The Catholic Bishops' Conference of England and Wales, meeting (as we have all been taught by this pontificate to assume) 'with the guidance of the Spirit', has happily not come to a common mind on the question of the controverted sections of Amoris laetitia. This will be a source of great relief to many biblically-oriented Christians.
It is important to point out that each time a Conference or even a single bishop declines to make use of a formal opportunity to promote the Bergoglian interpretation of AL, this very act of so declining is itself a Magisterial action. Because: it is a formal if tacit clarification that the pro-Bergoglian bishops' interpretation is not part of the Church's Ordinary Universal (hence infallible) Magisterium. And ... important this ... the more panicky pressure that power-hubs in Rome put on the world-wide episcopate to fall into line, the more significant will be any and every failure to submit.
AL, is, of course, far inferior in status to an infallible conciliar or papal decree, and PF's own ambiguous glosses as to what his own original ambiguities really mean are at an even lower (thoroughly sub-Magisterial!) level. These considerations make it yet more important to apply to AL the methodological test which Blessed John Henry Newman insisted had to be applied to Pastor aeternus after it was promulgated in 1870: Does this come to me as the free and unforced teaching of a moral unanimity within the episcopate?
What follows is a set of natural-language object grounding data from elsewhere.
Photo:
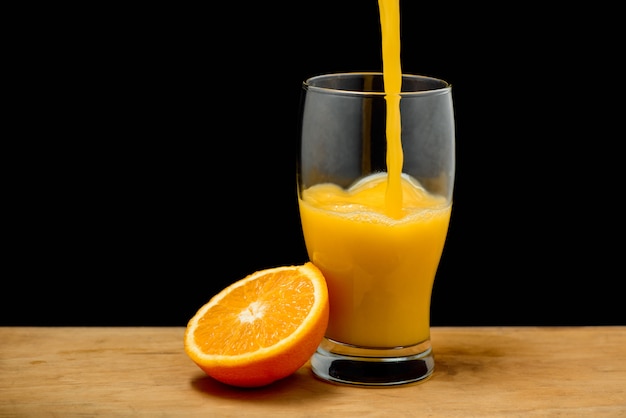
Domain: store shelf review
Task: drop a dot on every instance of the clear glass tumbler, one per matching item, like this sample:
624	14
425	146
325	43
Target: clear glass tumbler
376	233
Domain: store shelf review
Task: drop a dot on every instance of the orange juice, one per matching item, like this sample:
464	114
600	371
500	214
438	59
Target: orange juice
380	270
379	242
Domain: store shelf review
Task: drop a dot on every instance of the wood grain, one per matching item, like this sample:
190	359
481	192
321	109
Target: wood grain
485	372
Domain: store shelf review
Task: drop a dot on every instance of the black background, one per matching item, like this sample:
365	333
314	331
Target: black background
151	157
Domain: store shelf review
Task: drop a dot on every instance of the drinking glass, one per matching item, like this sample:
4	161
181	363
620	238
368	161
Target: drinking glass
379	263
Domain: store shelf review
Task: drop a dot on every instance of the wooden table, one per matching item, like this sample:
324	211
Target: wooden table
480	371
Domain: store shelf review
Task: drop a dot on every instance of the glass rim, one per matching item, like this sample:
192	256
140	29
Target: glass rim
308	84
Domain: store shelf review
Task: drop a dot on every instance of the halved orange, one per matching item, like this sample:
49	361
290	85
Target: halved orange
261	328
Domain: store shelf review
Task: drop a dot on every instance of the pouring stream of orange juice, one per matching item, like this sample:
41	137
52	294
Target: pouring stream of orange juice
378	243
392	79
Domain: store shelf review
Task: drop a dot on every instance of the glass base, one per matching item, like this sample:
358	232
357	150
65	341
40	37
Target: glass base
345	364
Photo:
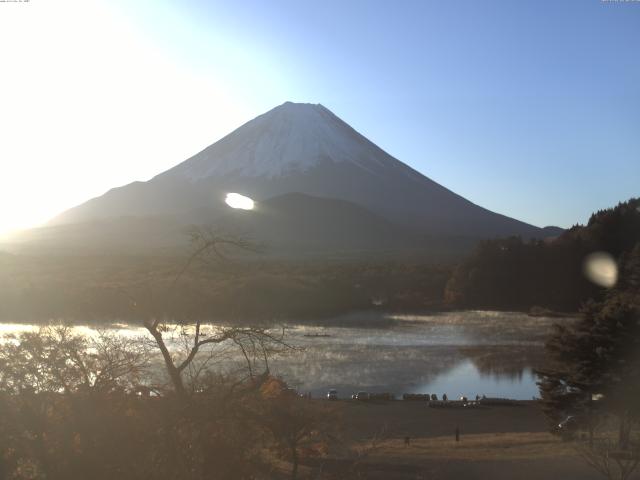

Things are looking up! They're not getting away with it! Two years after AL was published, it is no nearer to passing the Newman Test. Still less near is that particular interpretation of its ambiguities upon which the Bergoglians need to rely.
I get a comforting feeling that some younger bishops may sense that, when the natural time comes for the next stage of their episcopal careers, PF is unlikely still to be Bishop of Rome.
Establishing that the Bishops of the oikoumene have not taught what PF desired them to teach (indeed, he grotesquely manipulated two synods to achieve his end), will also be an important factor when eventually a future pontificate sets about restoring the explicit witness of orthodoxy.
But our bishops have powerfully enforced one particular paragraph in AL. This is the section which deals with, and roundly condemns, Gender Theory and all that. By employing a section of AL to underpin this condemnation, their Lordships have given us a deft and elegant example of an argumentum ad hominem. Nice one!